ENGENHEIRO, MÉDICO, CONTADOR, ARQUITETO, ECONOMISTA, MOTORISTA, JOGADOR DE FUTEBOL ETC?

         Frases: 1) “Começam essa matéria dizendo que o nosso sistema de justiça penal é, com os termos do artigo, ‘laughable’[1], ou seja, risível”. 2) “Eu não concordo com a integralidade do sistema de justiça penal”.

          Tais frases, que ouvi outro dia, poderiam ter sido ditas por pessoas que não conhecem, não vivenciam e não dão a mínima para a nossa justiça ou o nosso sistema jurídico, seja constitucional, seja penal.

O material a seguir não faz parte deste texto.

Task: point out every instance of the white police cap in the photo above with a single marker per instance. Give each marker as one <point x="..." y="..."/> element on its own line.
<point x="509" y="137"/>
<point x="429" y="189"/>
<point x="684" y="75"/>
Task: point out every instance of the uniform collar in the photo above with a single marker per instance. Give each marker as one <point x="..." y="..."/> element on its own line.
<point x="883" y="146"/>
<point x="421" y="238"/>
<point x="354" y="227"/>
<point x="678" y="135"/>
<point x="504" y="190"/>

Realmente, há engenheiros, médicos, contadores, arquitetos, economistas, motoristas, jogadores de futebol etc. que não conhecem, não querem conhecer, e entendem que se existe um sistema jurídico ou de justiça, no Brasil, a finalidade é enjaular criminosos. Simples assim.

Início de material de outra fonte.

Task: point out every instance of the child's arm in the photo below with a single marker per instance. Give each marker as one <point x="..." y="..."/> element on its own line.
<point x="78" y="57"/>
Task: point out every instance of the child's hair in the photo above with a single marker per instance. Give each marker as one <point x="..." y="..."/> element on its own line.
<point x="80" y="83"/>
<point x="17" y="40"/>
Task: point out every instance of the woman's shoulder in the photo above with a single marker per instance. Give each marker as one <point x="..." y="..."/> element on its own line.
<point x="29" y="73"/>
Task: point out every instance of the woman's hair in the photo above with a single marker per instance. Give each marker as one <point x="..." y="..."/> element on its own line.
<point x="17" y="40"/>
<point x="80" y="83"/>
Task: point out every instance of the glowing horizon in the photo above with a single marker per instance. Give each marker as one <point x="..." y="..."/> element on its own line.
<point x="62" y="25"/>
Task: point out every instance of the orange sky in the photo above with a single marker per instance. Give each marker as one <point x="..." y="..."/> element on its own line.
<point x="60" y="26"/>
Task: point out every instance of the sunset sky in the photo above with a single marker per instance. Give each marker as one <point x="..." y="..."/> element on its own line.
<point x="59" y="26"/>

          As frases, contudo, não foram ditas por personagens distantes do sistema jurídico penal brasileiro, mas pelo Ministro Joaquim Barbosa (a primeira, comentando um texto de um periódico americano. Afirmou ele: “Apenas comentei um artigo de um jornal que eu tenho o hábito de ler. Só isso. E, pontualmente, disse algo com que eu concordo”), relator do processo alcunhado “mensalão”, e futuro presidente da mais importante corte de justiça de nosso país, o Supremo Tribunal Federal, durante o julgamento.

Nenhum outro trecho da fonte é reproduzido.